It takes money to make money. Conversely, a lack of money can deprive you of potential profit. The latter is something FFXI has ultimately experienced beginning at some point during the ToAU era, no doubt when work on XIV began on the side. WotG comes grossly incomplete with poorly conceived jobs and hobbles along for a good number of years with shoddy mini-addons slapped on near the end through ACP, ASA, and MKdE.
So, why has content diminished? I highly doubt there are a lack of competent programmers out there. The are plenty of minds out there to pen stories or formulate concepts on new content (Some of this even coming FREE from their players). The unfortunate and obvious solution is one we were recently given privy to in both money and manpower being short.
Figuring most people have their main and 2 mules on average, we're looking at roughly $15 per sub. During the ToAU days, the reported number of players was reportedly around 500k. That's $7,500,000 monthly. While I won't sit here and profess to know how much it cost to power the servers, maintain them, and pay employees to code/fix content, I would be highly surprised if it cost more than one mil a month. Where did the other 6.5m go? It certainly wasn't going into XI.
Upon FFXI's original launch, it fielded about a million subscribers. Back in the day, I'd call that pretty huge. Those numbers declined quickly toward that popular 500k figure, though. Early FFXI wasn't that good, going through the growing pains all new MMOs do. Some probably quit due to bugginess. Some quit due to lack of content. Some may have preferred an old game or found they just didn't have the time for it. Whatever the reason, you can look at 1 million boxes sold at $50 per. Let's halve that for retail purpose, putting 25 mil in SE's pockets on initial box sales alone. At the very least, that put a hefty dent in initial production costs.
Months, then years tick by, the cash rolls in. Profit, profit, profit. Now, SE isn't a one-trick pony. Money for other games has to come from somewhere, and I don't think anyone would be mad knowing part of FFXI's profits went toward the production of such things. However, these games also make their own profits. SE also sponsors manga/anime/music, generating cash from those sources. The problem with FFXI is that the money it generates hasn't gone toward its future first. Of the earlier figure I mentioned, only 13% of FFXI's money would've been returning to it. Imagine if it got 25%, 35%, or even 50%.
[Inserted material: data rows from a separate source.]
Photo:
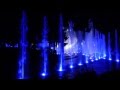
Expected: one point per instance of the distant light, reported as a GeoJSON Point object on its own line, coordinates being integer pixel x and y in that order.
{"type": "Point", "coordinates": [80, 64]}
{"type": "Point", "coordinates": [60, 69]}
{"type": "Point", "coordinates": [117, 60]}
{"type": "Point", "coordinates": [86, 62]}
{"type": "Point", "coordinates": [92, 60]}
{"type": "Point", "coordinates": [99, 58]}
{"type": "Point", "coordinates": [43, 74]}
{"type": "Point", "coordinates": [71, 66]}
{"type": "Point", "coordinates": [104, 58]}
{"type": "Point", "coordinates": [83, 54]}
{"type": "Point", "coordinates": [110, 59]}
{"type": "Point", "coordinates": [96, 59]}
{"type": "Point", "coordinates": [52, 48]}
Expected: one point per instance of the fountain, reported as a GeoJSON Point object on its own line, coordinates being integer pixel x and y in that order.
{"type": "Point", "coordinates": [22, 73]}
{"type": "Point", "coordinates": [44, 46]}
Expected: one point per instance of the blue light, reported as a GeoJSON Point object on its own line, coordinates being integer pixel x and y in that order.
{"type": "Point", "coordinates": [92, 60]}
{"type": "Point", "coordinates": [23, 48]}
{"type": "Point", "coordinates": [117, 60]}
{"type": "Point", "coordinates": [80, 64]}
{"type": "Point", "coordinates": [61, 41]}
{"type": "Point", "coordinates": [96, 59]}
{"type": "Point", "coordinates": [43, 74]}
{"type": "Point", "coordinates": [86, 61]}
{"type": "Point", "coordinates": [44, 46]}
{"type": "Point", "coordinates": [71, 66]}
{"type": "Point", "coordinates": [110, 59]}
{"type": "Point", "coordinates": [60, 69]}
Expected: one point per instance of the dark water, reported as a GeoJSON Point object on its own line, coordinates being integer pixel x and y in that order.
{"type": "Point", "coordinates": [96, 69]}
That's the difference in expansions being launched largely complete, more frequent updates/fixes, more resources for art in abilities/spells/monsters/areas, more scripts, more cut-scenes, more... everything, including a potential engine overhaul to bring the game up to the times. In kind, when players see their investments being returned to the game for its betterment, they'll notice. They'll tell their friends. Those friends can, in turn, yield more profit, who then go on to tell their friends.
Or you can be minimalistic misers, piss off your customers through various means (like ignoring feedback), watch subscriptions diminish, take back promises, and basically create the current stagnant and socially volatile environment that is today's FFXI. And they'll tell their friends, too. You then get people who want to stay away because of the negative feedback.
I know I've personally been vocal about feedback toward the game over the years, much as some may have come to hate me given my opinions on various matters. Regardless, it's always been because I've had hope of the game's betterment in mind. I still believe FFXI can be better. I can only fantasize about how much better it could've been by now if it got the resources it deserved. Starving the game of cash will do it no good and it's unfortunate some can't grasp that concept, especially hiding behind the logic of "FFXI having had its time in the limelight" or some such drivel.
Frankly, if SE's going to give us 1/4th the effort, I want to pay 1/4th the subscription. The alternative is myself and others who feel similarly just canceling and looking elsewhere. Plenty of other activities out there, and I'm not just talking about MMOs.